Nearly 700 Brother printers were found to have been left exposed online, inadvertently offering full access to their administration panel over the Internet. Ankit Anubhav, Principal Researcher at NewSky Security, discovered the security breach, which also exposed the password reset functions to any would-be attacker who knew where to look.
The breach has affected multiple models in the company’s range, including the DCP-9020CDW and MFC-L2700DW. Catalin Cimpanu, of the website Bleeping Computer, speculates that one potential cause is Brother’s shipping of the printers without an admin password. This would lead many organisations to connect the printers to their networks, unaware that the admin panel was wide open to connections.
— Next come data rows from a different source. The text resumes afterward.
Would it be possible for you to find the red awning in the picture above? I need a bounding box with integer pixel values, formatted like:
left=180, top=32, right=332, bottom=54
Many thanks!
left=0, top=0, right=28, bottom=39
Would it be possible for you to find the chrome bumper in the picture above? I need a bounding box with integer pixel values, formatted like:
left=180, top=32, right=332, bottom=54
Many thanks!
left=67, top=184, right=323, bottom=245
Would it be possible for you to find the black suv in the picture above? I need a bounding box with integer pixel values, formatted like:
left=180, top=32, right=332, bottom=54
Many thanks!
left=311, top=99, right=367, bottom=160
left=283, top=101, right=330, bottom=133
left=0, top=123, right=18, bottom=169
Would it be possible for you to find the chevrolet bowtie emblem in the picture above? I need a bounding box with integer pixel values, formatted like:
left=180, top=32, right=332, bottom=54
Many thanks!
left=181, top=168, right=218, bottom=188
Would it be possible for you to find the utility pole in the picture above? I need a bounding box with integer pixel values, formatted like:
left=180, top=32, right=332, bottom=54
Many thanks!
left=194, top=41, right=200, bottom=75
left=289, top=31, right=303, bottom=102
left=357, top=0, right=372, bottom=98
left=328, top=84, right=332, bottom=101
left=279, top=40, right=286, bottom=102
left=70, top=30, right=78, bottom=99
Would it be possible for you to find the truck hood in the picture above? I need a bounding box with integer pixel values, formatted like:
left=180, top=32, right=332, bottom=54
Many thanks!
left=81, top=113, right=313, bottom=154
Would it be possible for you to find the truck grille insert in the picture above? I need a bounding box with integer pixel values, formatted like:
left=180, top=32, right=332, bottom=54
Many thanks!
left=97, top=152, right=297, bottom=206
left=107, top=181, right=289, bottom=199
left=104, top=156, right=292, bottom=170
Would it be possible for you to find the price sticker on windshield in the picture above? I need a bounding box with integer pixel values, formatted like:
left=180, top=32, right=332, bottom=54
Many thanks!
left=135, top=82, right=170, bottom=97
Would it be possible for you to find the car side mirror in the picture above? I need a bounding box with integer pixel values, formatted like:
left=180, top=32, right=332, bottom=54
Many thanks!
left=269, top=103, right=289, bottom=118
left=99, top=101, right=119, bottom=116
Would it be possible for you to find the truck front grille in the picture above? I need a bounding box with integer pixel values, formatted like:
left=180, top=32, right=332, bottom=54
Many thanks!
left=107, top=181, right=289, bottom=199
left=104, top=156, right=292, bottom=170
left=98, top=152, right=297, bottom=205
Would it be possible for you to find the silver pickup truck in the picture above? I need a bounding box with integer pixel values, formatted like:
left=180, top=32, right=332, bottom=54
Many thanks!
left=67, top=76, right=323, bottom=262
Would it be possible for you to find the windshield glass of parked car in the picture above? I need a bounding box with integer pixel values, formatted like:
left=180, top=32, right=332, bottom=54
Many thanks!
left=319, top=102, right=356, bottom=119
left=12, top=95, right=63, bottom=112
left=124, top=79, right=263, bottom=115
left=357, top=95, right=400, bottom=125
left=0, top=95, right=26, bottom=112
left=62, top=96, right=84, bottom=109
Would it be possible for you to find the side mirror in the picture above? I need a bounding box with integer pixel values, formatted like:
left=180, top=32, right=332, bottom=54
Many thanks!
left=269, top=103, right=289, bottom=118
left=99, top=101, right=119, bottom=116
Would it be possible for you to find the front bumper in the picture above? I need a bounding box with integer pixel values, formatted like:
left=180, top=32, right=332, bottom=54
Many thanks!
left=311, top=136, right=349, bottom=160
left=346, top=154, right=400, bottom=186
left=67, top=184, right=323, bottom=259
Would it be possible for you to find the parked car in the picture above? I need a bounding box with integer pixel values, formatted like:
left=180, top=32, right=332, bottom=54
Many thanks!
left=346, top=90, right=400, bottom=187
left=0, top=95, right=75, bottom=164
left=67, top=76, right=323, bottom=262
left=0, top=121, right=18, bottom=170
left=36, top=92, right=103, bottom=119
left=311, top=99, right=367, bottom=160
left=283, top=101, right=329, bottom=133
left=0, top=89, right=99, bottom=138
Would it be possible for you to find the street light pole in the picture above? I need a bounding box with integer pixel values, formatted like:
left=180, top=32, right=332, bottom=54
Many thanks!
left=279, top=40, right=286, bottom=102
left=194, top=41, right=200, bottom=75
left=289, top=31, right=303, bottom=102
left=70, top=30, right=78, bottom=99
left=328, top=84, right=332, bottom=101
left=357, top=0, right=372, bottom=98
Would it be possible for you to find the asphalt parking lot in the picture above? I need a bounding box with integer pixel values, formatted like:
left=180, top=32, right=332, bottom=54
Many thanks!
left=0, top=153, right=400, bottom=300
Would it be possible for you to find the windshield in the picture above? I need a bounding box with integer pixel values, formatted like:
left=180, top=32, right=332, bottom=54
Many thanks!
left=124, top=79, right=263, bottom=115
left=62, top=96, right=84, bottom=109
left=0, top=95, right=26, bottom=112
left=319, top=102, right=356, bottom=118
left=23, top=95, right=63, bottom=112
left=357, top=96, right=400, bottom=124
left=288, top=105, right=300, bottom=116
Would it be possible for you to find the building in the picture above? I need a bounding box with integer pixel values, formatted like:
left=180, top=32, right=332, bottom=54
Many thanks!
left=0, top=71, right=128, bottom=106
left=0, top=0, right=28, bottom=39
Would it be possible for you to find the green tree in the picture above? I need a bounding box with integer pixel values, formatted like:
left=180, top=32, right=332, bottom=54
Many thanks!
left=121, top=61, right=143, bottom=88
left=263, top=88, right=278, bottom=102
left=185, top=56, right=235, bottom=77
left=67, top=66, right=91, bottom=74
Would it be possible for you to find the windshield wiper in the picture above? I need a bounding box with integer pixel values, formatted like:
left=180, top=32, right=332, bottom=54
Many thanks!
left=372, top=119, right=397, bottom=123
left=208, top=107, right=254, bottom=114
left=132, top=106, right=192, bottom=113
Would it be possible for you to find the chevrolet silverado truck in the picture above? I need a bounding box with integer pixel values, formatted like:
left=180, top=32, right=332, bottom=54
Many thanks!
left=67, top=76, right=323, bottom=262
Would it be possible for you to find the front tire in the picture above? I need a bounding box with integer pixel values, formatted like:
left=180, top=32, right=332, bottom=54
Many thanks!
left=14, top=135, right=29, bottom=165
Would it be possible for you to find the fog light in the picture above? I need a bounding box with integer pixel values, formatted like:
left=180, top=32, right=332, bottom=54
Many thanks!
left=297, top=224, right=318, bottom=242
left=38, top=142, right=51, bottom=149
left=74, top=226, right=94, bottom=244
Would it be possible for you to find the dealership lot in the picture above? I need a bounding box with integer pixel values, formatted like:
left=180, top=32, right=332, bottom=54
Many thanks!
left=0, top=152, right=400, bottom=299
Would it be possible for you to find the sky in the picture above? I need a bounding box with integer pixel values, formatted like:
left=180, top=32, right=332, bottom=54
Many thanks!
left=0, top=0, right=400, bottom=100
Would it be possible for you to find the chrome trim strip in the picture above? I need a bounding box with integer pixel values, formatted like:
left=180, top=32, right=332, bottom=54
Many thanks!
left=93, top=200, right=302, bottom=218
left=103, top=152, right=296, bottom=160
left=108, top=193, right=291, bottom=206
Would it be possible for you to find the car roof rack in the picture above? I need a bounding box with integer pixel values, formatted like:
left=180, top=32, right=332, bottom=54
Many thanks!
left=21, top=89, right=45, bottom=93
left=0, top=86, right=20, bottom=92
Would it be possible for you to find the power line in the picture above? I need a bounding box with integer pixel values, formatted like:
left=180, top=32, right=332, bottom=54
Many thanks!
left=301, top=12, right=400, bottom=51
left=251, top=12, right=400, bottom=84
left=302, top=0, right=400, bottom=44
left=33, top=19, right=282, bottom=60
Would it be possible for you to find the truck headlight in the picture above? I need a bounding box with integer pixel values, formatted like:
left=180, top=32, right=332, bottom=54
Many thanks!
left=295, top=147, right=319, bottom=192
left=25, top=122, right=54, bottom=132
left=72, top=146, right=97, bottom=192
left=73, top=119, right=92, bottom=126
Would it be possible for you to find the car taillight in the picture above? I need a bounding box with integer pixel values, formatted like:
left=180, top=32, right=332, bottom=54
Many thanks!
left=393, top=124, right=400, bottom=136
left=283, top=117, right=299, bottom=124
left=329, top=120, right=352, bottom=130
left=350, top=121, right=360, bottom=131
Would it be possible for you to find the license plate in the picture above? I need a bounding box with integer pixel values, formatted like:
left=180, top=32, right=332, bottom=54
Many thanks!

This error has the potential to cause significant downtime for the organisations using the printers (which include universities and what appear to be government networks) by allowing an attacker to change the printers’ passwords remotely.
On some of the affected printers, the panels also included options to verify and trigger a firmware update, leaving them vulnerable to attackers who would normally be restricted from accessing the admin panel. This is particularly concerning in the case of the printers being used by private businesses and governmental organisations, as it would theoretically be simple for attackers to install spyware inside a firmware update, and thus access highly sensitive information.
The list of affected printers has been passed to Victor Gevers, chairman of the GDI Foundation, who specialise in notifying organisations affected by malware, vulnerabilities and other cyber threats. Mr. Gevers has pledged to inform as many affected organisations as possible. In the meantime, organisations running Brother printers should verify if their printer exposes the admin panel by default online, and set a custom password to prevent unauthorised access to their device.